Monday, June 27, 2011

Deficit Debate: Air-Cooling the Desert

As the President prepares to confront Mitch McConnell and John Boehner on the deficit, an irresistible image arrives for the absurdity of those deliberations.

Among the endless laundry list of government expenditures to be evaluated is $20.2 billion, an item larger than the entire N.A.S.A. budget, scheduled to go for air-conditioning in Afghanistan and Iraq next year.

What would be the tradeoffs between scrapping the space program or letting our troops fry in Middle East heat? Or could that much more just be sliced from the American old and poor by a new stroke of the Paul Ryan cleaver?

McConnell drops a Sunday talk show gauntlet: “Throwing more tax revenue into the mix is simply not going to produce a desirable result, and it won’t pass. I mean, putting aside the fact that Republicans don’t like to raise taxes, Democrats don’t like to either.” (He makes it sound like eating spinach or going to the dentist.)
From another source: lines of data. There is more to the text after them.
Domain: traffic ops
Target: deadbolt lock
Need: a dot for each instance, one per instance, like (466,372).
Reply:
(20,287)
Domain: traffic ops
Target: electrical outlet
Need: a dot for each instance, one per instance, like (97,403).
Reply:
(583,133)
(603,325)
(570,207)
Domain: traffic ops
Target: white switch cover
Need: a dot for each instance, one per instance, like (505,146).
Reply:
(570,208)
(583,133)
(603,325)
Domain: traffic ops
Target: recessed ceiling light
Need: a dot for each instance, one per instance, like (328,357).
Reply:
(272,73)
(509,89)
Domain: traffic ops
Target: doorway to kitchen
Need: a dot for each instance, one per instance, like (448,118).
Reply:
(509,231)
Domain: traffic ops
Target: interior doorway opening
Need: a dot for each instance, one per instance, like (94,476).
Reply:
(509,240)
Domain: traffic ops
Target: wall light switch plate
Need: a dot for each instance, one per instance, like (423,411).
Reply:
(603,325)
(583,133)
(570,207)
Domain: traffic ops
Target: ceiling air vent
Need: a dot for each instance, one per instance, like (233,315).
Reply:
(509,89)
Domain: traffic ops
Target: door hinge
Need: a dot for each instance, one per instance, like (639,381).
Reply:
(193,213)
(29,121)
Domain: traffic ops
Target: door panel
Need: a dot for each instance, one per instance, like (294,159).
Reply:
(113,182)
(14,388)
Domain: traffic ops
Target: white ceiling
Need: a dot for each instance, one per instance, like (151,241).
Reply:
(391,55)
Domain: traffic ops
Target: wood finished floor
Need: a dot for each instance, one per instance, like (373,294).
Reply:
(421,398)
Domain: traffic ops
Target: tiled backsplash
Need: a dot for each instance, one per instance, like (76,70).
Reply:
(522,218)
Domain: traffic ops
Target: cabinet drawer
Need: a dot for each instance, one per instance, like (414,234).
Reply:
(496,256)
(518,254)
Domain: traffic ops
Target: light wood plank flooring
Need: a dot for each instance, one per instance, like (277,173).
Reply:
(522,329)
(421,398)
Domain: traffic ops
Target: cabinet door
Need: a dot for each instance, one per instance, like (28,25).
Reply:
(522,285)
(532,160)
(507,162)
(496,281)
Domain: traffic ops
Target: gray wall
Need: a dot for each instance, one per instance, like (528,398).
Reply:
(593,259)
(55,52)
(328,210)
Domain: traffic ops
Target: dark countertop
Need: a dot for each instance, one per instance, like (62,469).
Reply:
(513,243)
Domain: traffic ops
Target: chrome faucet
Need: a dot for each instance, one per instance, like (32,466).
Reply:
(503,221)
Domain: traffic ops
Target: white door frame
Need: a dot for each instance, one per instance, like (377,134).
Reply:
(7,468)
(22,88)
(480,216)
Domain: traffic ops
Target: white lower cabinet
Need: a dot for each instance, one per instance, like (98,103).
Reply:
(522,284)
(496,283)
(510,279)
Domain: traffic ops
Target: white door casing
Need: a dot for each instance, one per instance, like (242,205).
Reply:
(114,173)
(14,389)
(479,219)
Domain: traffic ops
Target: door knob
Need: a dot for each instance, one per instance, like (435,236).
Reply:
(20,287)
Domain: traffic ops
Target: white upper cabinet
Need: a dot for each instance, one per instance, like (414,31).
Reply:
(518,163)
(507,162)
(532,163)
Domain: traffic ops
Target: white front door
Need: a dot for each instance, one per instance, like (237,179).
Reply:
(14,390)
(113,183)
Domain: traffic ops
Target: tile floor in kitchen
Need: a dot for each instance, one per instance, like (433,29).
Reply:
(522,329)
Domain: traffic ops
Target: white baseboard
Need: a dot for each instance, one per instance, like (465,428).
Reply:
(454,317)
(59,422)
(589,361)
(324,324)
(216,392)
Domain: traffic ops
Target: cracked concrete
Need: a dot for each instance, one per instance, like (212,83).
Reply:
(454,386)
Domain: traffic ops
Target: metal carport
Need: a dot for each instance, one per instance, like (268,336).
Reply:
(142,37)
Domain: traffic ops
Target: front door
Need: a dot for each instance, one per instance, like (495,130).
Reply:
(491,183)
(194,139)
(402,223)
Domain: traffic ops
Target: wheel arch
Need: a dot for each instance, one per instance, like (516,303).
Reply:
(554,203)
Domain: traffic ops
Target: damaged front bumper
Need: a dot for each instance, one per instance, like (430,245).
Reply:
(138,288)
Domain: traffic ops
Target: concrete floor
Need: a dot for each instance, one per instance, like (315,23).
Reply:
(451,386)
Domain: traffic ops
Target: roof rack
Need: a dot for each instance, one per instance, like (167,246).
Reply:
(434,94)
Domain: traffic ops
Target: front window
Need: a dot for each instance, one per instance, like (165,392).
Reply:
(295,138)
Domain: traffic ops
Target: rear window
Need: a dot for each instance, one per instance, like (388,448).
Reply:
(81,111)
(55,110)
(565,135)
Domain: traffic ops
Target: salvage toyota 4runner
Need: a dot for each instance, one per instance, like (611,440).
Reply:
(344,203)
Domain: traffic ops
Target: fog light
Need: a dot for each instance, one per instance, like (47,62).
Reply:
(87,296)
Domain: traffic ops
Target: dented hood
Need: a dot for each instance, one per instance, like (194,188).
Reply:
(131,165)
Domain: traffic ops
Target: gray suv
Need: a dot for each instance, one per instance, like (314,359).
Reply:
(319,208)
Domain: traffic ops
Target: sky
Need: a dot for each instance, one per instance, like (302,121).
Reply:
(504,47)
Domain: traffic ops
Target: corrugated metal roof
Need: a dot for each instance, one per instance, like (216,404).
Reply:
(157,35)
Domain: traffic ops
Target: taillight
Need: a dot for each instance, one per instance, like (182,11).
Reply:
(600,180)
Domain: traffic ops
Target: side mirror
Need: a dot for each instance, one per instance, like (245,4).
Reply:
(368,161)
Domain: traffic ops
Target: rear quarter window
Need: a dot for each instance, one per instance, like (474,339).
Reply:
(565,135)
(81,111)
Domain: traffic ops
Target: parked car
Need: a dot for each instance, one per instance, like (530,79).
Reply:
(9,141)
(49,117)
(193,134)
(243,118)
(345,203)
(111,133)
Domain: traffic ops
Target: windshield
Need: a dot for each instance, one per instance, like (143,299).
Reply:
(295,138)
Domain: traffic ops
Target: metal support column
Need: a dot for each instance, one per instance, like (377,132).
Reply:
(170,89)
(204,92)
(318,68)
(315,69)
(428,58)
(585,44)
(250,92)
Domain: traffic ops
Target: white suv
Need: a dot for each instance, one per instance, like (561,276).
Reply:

So Republicans frame the struggle to avoid national bankruptcy as a we win-you lose effort for the White House: You can cut out apples, oranges, grapes or even figs but add nothing to the other side of the scale.

If that seems like a weird process, taxpayers can look forward to Tea Party help as the parsimonious patriots form a commission to find ingenious new ways to cut government expenses and reduce the deficit.

In the movie, “The American President,” a politician claims that, without leadership, a parched public would head for an imaginary oasis and try to drink the sand. But apparently not without air-cooling it first.